The dramatic example of this was the “Timequake” sequence,
which started as eleven pages of sketches, was broken down
into eight pages of preliminary page layouts, and then
ended up being slimmed down and reorganized (one page
decided at a time) to just five pages of the final comic.

Pre-Ink Prep

This gets everything all set for the inking to begin.

After I’ve got the composition and layout pretty much
finalized, the page is massively reduced in contrast and
raised in brightness. You may not have noticed this, but
the background is never true white, it’s always a very
faint off-white, a sort of yellowish gray. (Only the
dialogue balloons are pure white, which makes them pop
out.) The main point of doing the contrast and brightness
alteration is to make the ballpoint sketches turn a very
faint, light purple that can be drawn over and also erased
by a paint bucket fill with a moderately high tolerance (52).
It can look faint in a thumbnail or zoomed out, but zoomed
in it is still highly legible throughout the inking process,
so that I don’t find myself losing track of the underlying

Lastly, the panel borders for the page are set by drawing
with the straight line tool and filling with black ink. I
might still move panels around after this point — some of
a trickier pages require rethinking and tweaking even after
inking has started — but the general rule is that the
artwork and layout are now “locked” and I can move
on to the next task with a clear head and confidence.

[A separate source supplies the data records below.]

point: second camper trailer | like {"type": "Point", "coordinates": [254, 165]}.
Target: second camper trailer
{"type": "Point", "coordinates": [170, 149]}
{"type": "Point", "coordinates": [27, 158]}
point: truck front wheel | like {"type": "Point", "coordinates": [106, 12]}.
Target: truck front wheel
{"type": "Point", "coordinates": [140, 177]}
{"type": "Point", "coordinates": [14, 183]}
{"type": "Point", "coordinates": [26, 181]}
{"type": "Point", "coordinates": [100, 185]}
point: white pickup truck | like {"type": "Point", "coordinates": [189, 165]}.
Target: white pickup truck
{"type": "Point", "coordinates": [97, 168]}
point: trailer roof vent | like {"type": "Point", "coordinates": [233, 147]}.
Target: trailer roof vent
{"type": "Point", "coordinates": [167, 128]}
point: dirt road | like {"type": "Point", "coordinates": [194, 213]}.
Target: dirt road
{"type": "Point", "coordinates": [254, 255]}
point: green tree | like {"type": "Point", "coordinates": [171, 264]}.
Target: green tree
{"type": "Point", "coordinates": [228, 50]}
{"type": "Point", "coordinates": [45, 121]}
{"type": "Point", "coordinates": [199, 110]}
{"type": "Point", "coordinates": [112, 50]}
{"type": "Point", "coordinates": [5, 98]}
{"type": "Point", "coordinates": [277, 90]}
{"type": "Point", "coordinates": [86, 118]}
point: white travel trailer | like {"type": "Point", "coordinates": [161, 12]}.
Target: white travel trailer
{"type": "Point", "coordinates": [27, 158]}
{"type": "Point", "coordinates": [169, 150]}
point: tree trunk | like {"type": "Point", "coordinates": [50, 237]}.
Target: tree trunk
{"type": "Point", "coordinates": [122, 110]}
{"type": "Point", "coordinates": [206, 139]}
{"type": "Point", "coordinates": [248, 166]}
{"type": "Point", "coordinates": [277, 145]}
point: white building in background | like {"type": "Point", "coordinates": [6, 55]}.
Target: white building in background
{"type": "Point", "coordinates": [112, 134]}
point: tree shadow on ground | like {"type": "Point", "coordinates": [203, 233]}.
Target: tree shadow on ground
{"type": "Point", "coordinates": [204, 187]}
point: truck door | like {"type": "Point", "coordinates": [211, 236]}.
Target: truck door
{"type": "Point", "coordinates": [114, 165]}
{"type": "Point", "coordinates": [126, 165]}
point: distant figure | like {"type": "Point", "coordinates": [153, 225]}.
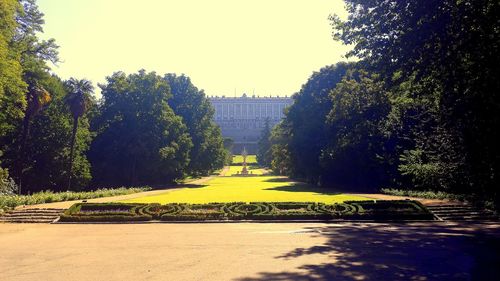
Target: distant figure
{"type": "Point", "coordinates": [244, 153]}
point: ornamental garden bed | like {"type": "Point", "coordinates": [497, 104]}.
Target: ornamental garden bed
{"type": "Point", "coordinates": [254, 211]}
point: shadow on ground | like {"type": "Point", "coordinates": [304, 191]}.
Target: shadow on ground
{"type": "Point", "coordinates": [303, 187]}
{"type": "Point", "coordinates": [399, 252]}
{"type": "Point", "coordinates": [181, 185]}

This Pre-Production process is, in my mind, highly analogous
to working on a film: sketching is like shooting raw footage, the page
breakdowns and rearranging of panels is like editing the footage
to a rough cut, then down to the final cut. In movies, you then
“lock the picture” (stop changing any of the editing or timing),
and then you go into post-production to sweeten it all up and
polish it (ie, add music and special effects, do the sound mix,
and so forth). Except, for the purposes of doing a comic book, that next
bit is the Production, not the Post-Production.